BRUXELLES – L'ironie de l'Histoire dépasse parfois toute mesure. Alors que l'Ukraine célébrait cette semaine le 80ème anniversaire de Holodomor, la famine planifiée par Staline en Ukraine, le gouvernement du président Viktor Ianoukovitch a annoncé qu'il ne signerait pas un Accord de libre-échange global et approfondi avec l'Union européenne au sommet de Vilnius du 28 novembre. Cette chance pour l'Ukraine de transcender son histoire tourmentée n'a semble-t-il pas été saisie.

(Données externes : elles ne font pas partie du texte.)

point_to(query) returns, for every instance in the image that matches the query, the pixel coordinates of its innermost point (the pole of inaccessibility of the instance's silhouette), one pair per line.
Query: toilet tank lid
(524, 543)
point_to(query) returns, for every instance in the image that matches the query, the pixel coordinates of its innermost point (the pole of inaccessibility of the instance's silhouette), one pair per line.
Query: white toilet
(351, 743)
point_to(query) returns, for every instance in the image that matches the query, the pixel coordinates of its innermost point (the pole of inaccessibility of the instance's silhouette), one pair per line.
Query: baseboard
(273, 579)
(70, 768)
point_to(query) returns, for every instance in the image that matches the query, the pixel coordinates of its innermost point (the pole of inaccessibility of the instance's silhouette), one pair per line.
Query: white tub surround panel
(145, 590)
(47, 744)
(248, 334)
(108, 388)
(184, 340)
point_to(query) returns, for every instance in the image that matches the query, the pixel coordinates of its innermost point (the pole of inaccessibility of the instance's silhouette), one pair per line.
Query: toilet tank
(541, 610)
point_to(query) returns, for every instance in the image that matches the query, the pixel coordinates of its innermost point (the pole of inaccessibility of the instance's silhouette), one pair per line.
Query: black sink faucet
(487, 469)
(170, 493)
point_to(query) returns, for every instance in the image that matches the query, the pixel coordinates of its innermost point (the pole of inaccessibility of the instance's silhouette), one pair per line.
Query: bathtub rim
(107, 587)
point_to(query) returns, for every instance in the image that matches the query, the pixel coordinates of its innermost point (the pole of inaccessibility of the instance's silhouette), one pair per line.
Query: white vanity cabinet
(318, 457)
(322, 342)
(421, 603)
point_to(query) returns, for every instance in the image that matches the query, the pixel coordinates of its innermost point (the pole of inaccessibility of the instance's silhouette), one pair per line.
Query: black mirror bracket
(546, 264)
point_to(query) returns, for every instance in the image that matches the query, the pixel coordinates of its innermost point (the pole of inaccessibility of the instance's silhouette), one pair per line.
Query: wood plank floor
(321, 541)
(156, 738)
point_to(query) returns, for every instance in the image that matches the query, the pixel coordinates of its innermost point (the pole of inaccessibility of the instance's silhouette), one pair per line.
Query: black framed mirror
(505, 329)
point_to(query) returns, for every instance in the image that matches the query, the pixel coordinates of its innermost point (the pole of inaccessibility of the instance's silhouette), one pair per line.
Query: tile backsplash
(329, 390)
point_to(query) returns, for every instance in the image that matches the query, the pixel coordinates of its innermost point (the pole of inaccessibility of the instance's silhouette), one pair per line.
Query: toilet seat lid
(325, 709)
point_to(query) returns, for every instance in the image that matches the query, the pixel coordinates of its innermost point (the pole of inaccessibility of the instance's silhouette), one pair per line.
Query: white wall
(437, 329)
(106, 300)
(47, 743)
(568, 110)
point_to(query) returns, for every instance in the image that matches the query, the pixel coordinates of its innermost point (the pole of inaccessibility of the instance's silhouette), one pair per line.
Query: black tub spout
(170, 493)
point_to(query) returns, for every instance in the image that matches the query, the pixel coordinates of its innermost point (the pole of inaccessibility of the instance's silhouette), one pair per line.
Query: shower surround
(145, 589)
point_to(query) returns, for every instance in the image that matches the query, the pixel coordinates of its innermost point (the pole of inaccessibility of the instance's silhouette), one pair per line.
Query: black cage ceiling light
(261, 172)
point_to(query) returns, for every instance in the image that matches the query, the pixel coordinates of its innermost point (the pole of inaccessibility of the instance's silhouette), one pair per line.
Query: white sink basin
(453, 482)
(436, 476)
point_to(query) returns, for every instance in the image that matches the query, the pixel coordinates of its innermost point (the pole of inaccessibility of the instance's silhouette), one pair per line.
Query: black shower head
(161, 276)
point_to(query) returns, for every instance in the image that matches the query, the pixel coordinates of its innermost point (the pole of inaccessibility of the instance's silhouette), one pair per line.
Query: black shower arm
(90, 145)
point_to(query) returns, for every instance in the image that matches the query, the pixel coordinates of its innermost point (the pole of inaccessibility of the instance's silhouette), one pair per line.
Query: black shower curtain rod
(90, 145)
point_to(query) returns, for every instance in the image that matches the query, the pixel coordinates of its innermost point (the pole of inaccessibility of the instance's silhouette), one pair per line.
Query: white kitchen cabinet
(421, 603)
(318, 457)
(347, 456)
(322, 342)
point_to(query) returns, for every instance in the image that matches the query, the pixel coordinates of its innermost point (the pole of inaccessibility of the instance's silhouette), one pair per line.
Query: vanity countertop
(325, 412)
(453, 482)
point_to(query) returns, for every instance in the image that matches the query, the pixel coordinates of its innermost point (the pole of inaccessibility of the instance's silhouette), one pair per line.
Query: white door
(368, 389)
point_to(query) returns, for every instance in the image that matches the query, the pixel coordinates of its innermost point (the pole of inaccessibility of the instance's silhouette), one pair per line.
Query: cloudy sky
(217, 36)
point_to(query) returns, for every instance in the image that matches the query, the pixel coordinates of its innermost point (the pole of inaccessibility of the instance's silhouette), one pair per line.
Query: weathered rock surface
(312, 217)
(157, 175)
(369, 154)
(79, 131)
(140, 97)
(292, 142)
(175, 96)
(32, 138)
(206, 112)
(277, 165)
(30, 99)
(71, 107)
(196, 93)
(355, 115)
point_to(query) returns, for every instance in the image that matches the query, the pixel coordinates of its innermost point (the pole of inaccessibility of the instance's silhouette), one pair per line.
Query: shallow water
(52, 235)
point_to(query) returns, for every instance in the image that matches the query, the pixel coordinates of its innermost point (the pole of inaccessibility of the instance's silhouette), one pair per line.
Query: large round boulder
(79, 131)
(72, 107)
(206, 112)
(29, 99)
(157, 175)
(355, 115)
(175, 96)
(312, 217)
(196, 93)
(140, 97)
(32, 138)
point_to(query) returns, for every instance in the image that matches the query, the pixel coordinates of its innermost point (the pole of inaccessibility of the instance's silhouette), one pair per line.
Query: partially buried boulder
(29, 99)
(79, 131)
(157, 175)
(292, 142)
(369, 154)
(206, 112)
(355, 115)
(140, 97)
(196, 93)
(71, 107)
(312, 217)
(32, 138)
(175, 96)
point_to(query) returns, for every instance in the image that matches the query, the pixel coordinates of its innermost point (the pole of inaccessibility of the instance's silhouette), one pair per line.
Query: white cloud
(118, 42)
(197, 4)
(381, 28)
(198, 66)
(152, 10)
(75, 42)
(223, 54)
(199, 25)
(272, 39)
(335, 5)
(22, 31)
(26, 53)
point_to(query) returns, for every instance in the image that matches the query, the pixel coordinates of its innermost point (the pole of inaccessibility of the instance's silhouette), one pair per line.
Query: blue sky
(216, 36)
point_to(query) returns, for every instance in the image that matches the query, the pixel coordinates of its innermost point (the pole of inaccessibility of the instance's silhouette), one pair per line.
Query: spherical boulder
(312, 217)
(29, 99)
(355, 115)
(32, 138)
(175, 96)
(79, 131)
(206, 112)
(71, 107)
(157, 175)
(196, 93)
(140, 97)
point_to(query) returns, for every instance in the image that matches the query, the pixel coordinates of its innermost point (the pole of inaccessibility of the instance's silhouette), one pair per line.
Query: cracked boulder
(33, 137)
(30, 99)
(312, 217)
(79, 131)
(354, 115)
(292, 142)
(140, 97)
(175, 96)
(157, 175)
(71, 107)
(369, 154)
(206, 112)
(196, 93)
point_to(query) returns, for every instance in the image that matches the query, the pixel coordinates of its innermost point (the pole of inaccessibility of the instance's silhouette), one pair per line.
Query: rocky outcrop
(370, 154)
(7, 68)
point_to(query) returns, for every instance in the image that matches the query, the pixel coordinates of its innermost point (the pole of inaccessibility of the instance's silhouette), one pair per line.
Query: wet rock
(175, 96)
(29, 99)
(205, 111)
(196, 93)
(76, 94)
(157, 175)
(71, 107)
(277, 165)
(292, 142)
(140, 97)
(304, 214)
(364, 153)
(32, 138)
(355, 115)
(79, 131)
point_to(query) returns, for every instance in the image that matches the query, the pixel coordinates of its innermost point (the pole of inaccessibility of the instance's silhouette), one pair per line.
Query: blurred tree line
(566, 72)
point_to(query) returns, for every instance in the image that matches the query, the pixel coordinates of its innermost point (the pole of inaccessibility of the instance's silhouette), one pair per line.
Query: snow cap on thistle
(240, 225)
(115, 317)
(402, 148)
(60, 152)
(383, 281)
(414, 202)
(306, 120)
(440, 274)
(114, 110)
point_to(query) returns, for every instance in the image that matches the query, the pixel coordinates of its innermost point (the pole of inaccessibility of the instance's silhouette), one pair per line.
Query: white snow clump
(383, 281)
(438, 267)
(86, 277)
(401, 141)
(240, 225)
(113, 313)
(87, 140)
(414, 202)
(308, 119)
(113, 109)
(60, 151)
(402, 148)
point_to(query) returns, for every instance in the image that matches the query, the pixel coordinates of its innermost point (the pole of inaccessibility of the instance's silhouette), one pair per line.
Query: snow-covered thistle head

Le problème prétendu qui a forcé M. Ianoukovitch à rechigner a été la demande de l'UE au sujet de l'ancienne Premier Ministre Ioulia Timochenko (qui purge actuellement une peine de prison de sept ans) à être autorisée à se rendre en Allemagne pour suivre un traitement médical. Bien que la Cour européenne des Droits de l'Homme ait jugé son emprisonnement politiquement motivé, M. Ianoukovitch - dont le pouvoir de pardon est absolu - a refusé de tolérer sa libération, désireux avant tout d'empêcher sa candidature aux prochaines élections présidentielles ukrainiennes de 2015.

Peut-être aurait-on dû prévoir le retrait de l'Europe de M. Ianoukovitch, étant donné son comportement (à savoir l'emprisonnement de ses opposants politiques) qui semble difficile à concilier avec les valeurs européennes et les normes démocratiques. Mais c'est sa récente série de réunions secrètes avec le président russe Vladimir Poutine qui a scellé le sort de l'accord avec l'UE.